Study limitations and strengths should be considered in the interpretation of our results. The major limitation is cross-sectional design that precludes determining the directionality of associations between variables. Individuals who underwent sigmoidoscopy beyond the recommended 5-year interval were considered adherent to endoscopy as the survey did not distinguish between sigmoidoscopy and colonoscopy. Survey data were obtained by self-report and not validated. All procedural indications, including procedures done as part of a regular check-up/routine screening, or because of age, race, family history of CRC or follow-up to a previous problem, were considered in the adherence outcomes. Procedures that may have been diagnostic (i.e. follow-up to a previous problem) were not excluded because once the procedure is performed, it would not have to be repeated for another 2 (FOBT) or 10 (endsocopy) years regardless of the initial indication. Lastly, although some of the demographics of our sample are similar to those of the entire Canadian population (% female: 52 vs. 51; % rural residents: 21 vs. 19) our findings may not be generalizable to provinces that were not included in the CCHS survey or where only some health regions were included.
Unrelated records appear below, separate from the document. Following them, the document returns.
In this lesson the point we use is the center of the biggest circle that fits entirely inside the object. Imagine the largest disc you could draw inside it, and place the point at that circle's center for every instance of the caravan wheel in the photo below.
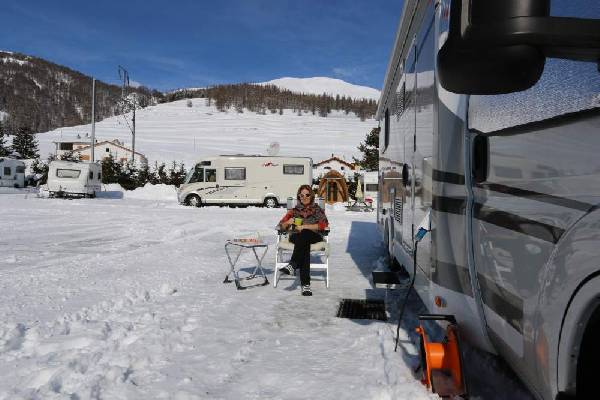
(271, 202)
(193, 200)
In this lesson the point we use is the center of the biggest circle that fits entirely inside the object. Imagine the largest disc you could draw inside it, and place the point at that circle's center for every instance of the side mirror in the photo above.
(500, 46)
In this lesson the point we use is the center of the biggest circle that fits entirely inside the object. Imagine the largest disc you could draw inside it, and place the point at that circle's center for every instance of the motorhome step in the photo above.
(362, 309)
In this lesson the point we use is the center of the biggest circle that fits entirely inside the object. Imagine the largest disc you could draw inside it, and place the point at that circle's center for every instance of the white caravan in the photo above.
(242, 179)
(12, 173)
(66, 178)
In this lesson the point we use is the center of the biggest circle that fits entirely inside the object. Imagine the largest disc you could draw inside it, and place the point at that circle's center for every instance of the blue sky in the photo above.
(185, 43)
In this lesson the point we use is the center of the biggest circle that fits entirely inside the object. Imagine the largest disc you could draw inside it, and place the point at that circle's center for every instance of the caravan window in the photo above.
(211, 175)
(235, 174)
(195, 175)
(68, 173)
(289, 169)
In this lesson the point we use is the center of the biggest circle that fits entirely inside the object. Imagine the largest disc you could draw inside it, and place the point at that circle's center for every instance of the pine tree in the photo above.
(370, 150)
(143, 176)
(4, 148)
(110, 170)
(25, 143)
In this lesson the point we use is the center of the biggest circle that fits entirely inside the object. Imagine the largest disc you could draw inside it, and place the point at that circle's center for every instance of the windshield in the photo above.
(195, 175)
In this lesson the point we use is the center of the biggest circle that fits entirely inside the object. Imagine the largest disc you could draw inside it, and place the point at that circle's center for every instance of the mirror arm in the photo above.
(562, 37)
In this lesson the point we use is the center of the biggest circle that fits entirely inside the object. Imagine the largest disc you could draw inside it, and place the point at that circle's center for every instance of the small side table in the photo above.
(240, 246)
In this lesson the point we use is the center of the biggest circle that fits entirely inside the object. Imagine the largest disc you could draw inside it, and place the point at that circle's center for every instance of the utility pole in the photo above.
(124, 76)
(92, 145)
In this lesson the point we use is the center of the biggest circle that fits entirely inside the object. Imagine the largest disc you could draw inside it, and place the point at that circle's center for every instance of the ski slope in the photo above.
(175, 132)
(121, 297)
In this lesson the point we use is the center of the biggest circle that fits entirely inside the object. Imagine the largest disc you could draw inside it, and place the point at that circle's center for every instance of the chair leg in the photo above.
(275, 273)
(327, 272)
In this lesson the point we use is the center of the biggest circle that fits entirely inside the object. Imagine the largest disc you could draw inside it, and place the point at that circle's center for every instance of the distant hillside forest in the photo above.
(39, 95)
(269, 98)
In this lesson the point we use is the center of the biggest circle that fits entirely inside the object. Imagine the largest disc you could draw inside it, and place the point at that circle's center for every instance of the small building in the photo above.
(333, 188)
(80, 146)
(68, 145)
(334, 164)
(114, 148)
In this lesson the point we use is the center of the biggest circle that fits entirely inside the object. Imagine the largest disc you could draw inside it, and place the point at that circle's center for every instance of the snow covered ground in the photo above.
(121, 297)
(175, 132)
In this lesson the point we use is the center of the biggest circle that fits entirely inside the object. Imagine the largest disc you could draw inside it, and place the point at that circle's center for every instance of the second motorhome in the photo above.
(66, 178)
(12, 173)
(245, 180)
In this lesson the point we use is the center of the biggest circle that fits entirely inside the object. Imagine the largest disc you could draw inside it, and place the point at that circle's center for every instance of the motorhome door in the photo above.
(407, 124)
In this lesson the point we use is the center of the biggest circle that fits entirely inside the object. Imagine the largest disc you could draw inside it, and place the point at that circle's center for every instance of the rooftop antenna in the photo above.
(124, 76)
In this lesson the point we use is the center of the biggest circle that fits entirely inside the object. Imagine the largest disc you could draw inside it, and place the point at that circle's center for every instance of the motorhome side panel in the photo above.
(534, 209)
(426, 141)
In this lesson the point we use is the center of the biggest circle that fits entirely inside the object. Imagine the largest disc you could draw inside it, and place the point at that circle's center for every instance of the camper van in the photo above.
(490, 118)
(66, 178)
(244, 180)
(12, 173)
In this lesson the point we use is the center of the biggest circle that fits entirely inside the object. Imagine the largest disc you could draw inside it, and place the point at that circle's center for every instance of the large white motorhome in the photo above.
(490, 117)
(66, 178)
(244, 180)
(12, 173)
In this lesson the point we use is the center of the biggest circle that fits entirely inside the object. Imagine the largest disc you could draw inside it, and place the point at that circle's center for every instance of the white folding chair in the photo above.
(285, 248)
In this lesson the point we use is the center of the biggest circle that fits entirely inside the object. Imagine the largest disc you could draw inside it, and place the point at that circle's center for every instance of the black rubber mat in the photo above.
(385, 277)
(362, 309)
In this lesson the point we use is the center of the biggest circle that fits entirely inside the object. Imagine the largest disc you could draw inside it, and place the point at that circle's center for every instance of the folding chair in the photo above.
(285, 248)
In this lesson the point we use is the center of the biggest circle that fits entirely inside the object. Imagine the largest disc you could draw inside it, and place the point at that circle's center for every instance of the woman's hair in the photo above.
(306, 187)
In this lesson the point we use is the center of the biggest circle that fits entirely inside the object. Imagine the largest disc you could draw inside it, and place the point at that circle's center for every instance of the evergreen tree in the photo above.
(370, 150)
(4, 148)
(126, 176)
(143, 176)
(25, 143)
(41, 169)
(111, 170)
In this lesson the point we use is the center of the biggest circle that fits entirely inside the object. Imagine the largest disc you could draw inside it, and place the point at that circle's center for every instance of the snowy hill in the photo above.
(174, 131)
(320, 85)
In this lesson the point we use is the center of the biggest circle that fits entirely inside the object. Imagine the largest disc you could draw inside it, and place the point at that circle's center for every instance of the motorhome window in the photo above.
(68, 173)
(235, 174)
(387, 128)
(211, 175)
(293, 169)
(195, 175)
(565, 87)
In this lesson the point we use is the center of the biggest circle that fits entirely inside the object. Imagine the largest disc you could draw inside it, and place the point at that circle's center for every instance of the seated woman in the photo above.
(310, 219)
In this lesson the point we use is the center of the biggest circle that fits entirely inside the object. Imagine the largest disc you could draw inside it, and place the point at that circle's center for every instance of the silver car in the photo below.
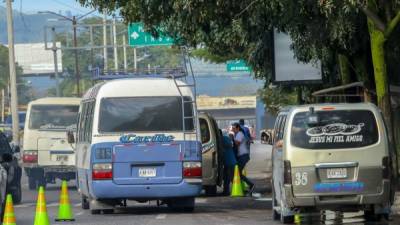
(333, 156)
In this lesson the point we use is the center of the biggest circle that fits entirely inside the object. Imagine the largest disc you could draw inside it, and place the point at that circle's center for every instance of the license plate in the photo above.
(61, 158)
(336, 173)
(147, 172)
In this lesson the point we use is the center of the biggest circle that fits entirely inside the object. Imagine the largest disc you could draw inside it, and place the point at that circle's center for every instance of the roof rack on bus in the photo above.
(176, 73)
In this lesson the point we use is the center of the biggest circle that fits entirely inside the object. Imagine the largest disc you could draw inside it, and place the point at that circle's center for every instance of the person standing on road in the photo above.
(246, 132)
(243, 154)
(229, 162)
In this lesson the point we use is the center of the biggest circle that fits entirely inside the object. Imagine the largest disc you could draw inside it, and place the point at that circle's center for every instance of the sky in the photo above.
(33, 6)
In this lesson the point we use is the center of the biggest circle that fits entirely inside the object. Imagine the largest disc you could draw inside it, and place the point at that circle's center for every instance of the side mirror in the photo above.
(16, 149)
(70, 137)
(6, 157)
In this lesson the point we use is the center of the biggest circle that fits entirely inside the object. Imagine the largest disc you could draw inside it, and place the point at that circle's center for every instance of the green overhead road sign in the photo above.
(138, 37)
(237, 66)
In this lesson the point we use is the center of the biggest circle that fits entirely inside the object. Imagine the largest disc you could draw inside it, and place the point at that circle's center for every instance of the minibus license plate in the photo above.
(147, 172)
(337, 173)
(61, 158)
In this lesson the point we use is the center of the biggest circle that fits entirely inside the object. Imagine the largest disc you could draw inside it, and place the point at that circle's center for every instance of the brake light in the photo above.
(287, 172)
(102, 171)
(386, 167)
(192, 170)
(328, 108)
(30, 157)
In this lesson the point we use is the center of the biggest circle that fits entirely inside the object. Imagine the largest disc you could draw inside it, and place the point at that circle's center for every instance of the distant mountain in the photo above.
(28, 28)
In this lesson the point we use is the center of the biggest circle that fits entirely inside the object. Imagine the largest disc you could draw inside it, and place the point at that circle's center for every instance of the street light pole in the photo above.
(54, 49)
(13, 74)
(77, 74)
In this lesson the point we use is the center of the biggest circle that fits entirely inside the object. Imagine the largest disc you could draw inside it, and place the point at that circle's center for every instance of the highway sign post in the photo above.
(138, 37)
(237, 66)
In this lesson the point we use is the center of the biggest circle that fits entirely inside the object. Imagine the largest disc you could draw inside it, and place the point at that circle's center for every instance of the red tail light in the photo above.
(30, 157)
(102, 171)
(192, 170)
(287, 172)
(386, 167)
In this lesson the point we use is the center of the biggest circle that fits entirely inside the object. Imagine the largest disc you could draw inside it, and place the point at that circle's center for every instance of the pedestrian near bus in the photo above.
(229, 162)
(243, 153)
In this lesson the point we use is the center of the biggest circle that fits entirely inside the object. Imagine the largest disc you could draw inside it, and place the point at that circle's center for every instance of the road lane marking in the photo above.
(161, 216)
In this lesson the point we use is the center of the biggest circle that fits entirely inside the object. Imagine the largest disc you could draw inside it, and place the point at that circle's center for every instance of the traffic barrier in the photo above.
(41, 217)
(9, 217)
(236, 184)
(64, 210)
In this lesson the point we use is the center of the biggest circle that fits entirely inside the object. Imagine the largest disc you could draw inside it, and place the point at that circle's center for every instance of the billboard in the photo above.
(286, 67)
(35, 60)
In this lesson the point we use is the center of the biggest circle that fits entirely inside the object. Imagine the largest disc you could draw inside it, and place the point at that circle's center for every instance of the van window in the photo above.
(335, 129)
(53, 116)
(144, 114)
(205, 131)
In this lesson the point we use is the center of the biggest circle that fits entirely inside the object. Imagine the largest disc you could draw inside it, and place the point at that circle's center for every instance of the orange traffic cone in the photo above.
(41, 217)
(9, 217)
(64, 210)
(236, 184)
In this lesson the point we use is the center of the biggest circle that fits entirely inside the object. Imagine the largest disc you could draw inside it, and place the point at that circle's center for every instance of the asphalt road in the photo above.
(255, 210)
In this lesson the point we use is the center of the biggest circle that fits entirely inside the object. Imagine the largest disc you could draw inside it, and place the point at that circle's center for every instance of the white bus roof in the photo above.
(137, 87)
(56, 101)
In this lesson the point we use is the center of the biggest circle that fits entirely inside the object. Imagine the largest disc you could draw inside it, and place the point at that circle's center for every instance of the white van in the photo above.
(137, 140)
(46, 153)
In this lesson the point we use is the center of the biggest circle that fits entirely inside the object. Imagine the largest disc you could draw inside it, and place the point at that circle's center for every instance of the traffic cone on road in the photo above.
(9, 217)
(236, 184)
(41, 217)
(64, 210)
(245, 186)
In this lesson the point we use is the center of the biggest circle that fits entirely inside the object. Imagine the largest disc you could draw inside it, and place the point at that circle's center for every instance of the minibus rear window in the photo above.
(335, 129)
(144, 114)
(53, 117)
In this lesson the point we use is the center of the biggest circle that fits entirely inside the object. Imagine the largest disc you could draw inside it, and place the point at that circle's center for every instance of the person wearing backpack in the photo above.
(247, 133)
(243, 153)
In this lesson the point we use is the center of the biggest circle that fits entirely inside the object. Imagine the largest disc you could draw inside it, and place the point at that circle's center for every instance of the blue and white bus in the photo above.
(137, 139)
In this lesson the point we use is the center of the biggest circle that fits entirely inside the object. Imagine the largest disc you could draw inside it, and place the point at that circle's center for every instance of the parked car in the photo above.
(332, 157)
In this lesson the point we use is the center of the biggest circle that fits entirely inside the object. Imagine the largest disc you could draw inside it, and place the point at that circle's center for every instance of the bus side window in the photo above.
(276, 129)
(205, 131)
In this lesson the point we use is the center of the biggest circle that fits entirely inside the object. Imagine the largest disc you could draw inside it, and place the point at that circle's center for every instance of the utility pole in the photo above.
(105, 41)
(115, 44)
(54, 49)
(13, 74)
(125, 56)
(77, 74)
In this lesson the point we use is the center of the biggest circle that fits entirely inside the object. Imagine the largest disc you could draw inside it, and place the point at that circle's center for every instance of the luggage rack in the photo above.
(98, 74)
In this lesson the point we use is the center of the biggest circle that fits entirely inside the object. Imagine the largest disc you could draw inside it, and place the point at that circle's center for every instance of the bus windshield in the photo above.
(144, 114)
(335, 129)
(53, 116)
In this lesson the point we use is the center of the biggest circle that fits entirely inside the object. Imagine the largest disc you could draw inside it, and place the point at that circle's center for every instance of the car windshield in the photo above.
(146, 114)
(335, 129)
(53, 116)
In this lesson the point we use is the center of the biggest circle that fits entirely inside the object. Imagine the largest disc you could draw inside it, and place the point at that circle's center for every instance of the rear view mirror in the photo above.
(16, 149)
(6, 157)
(70, 137)
(313, 118)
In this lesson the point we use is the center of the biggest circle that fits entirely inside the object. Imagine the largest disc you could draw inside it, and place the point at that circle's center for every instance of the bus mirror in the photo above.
(6, 157)
(70, 137)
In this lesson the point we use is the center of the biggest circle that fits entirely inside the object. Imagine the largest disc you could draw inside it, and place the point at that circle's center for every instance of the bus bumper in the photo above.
(109, 190)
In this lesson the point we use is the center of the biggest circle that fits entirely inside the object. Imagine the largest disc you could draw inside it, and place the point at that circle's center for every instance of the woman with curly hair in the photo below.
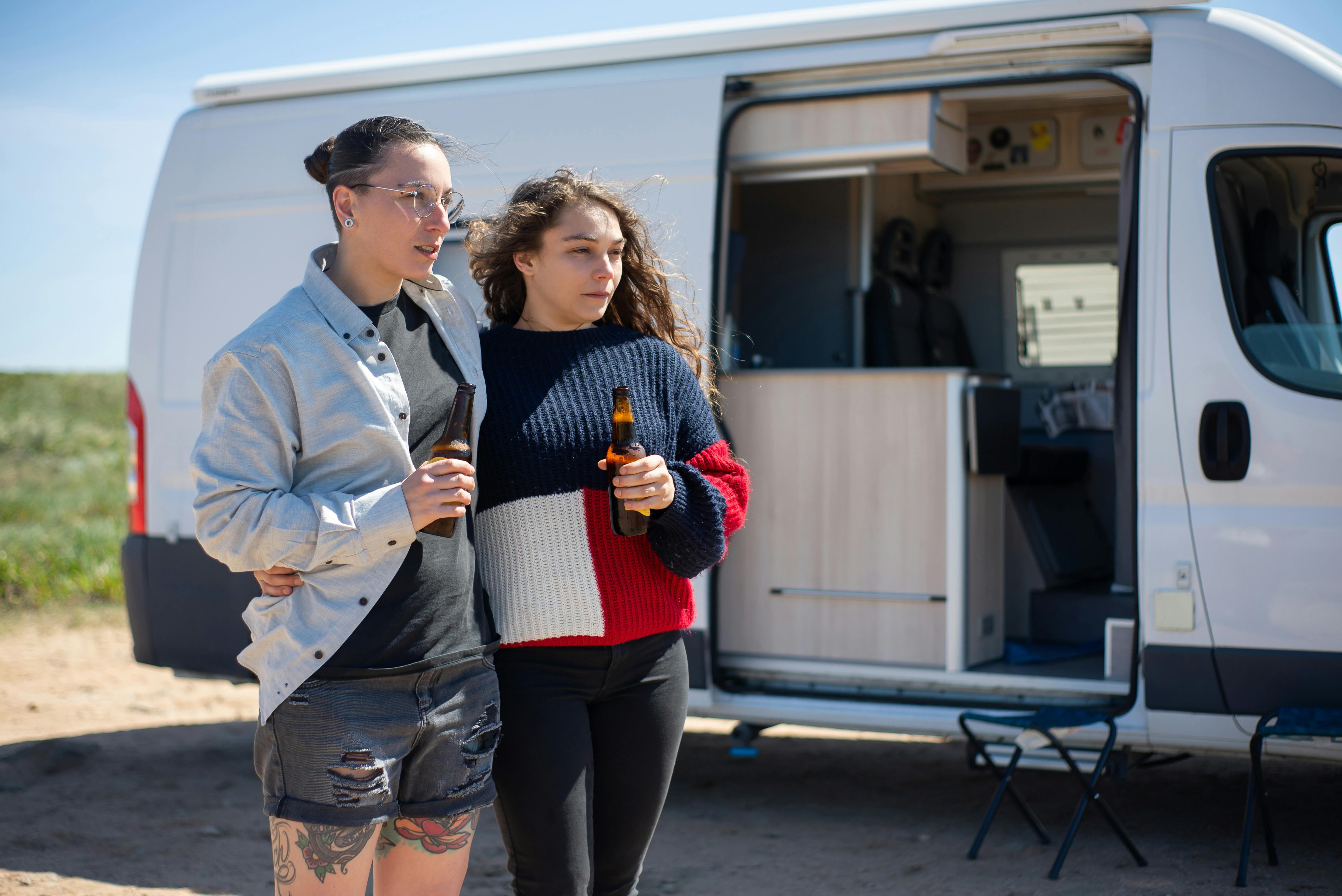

Study strengths include the following: 1) adherence was defined broadly so as not to exclude individuals screened according to U.S. guidelines; 2) the study population was restricted to average-risk individuals, the group targeted for CRC screening; 3) use of a biopsychosocial approach to examine relationships between individual and health system level factors and adherence to CRC screening guidelines, 4) inclusion of health system level variables obtained from provincial organizations to enhance interpretability of geographical variation in utilization of CRC screening; and 5) findings are likely to be representative of current practice because only 3.2% of Canadians move out of province annually [55].


In conclusion, only 30% of Canadians 50 years of age and older received FOBT and endoscopy according to current CRC screening guidelines whereas 58% had never received either procedure. Healthy lifestyle behaviors and characteristics that motivate people to seek health care were associated with adherence to CRC screening guidelines. By comparison, information on provincial level system factors, such as number of clinicians and endoscopy costs did not contribute substantially to adherence. Inasmuch as healthier people and those who did not seek health care were at risk for non-adherence to CRC screening guidelines, invitations for CRC screening should come from a source that is independent of physician visits in order to reduce CRC screening disparities in the population. These findings may assist decision and policy-makers in planning for provision of preventive services for CRC. Moreover, researchers may use the findings to tailor and evaluate interventions aimed at improving rates of CRC screening.